赵怀康走到车边,绕着车检查了一圈。
车身干干净净,没有新的划痕,轮胎气压也正常。
他满意地点点头,然后伸手去摸车钥匙——按照惯例,拖车司机在完成任务后,会把车钥匙放在一个约定的地方,比如车轮上,或者雨刮器
他弯下腰,看了看车轮,没有。
又看了看雨刮器
嗯?钥匙呢?
赵怀康直起身,皱了皱眉。
他拉了一下车门把手,锁着的。
他又凑近车窗,试图看清里面。
车窗玻璃贴着深色的防爆膜,从外面很难看清内部。
他使劲眯着眼,贴着玻璃,才勉强透过副驾驶那一侧,因为车窗没有完全关严而留下的一条……几乎只有小拇指宽的缝隙,看到里面中控台附近的景象。
然后,他看到了。
车钥匙,那个带着跃马标志的红色钥匙,正静静地、孤零零地、躺在……副驾驶的座椅上!而且还是靠近中间扶手箱的位置!
赵怀康:“……”
他简直要被这波操作给整无语了。
把钥匙放车里?还他妈是副驾驶座上?而且窗户几乎全关了,就留了这么一条蚊子都未必飞得进去的缝?

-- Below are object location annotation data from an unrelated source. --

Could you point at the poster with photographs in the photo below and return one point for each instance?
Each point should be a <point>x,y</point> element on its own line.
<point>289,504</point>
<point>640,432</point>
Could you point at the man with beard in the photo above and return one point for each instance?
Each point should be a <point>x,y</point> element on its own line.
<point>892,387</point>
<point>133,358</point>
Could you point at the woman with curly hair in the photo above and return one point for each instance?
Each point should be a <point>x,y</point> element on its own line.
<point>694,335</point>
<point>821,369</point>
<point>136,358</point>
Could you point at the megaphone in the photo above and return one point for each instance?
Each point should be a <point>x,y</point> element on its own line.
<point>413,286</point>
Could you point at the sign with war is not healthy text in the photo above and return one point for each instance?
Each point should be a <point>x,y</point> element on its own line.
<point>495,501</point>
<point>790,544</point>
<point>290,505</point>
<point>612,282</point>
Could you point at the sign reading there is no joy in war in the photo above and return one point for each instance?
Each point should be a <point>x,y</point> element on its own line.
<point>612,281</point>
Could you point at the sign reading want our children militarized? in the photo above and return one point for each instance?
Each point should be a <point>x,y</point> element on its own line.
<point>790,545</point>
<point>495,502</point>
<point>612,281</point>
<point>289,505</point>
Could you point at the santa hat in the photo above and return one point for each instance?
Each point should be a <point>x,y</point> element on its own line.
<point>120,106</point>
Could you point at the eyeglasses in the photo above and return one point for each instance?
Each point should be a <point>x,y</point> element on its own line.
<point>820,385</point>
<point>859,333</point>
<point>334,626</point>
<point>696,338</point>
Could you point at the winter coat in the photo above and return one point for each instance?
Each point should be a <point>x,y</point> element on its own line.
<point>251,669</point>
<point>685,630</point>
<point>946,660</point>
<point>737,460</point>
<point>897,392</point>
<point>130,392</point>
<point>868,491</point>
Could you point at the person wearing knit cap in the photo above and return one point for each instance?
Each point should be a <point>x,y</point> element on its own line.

这是什么新型的防盗措施,还是单纯的脑子有坑?拖车公司的人是怎么想的?难道以为他赵怀康会缩骨功,能变成纸片人从这条缝里钻进去?
他尝试着用手指去抠那条缝隙,想把车窗再按下来一点。
可缝隙实在太小,手指根本塞不进去,更别说用力了。
他又试着用别的工具,比如路边捡的小树枝,但缝隙太小,角度也太刁钻,根本使不上劲。
折腾了十来分钟,毫无进展。
赵怀康看着近在咫尺、却仿佛隔着天堑的车钥匙,心里那点因为车被妥善安置而产生的好感,瞬间荡然无存。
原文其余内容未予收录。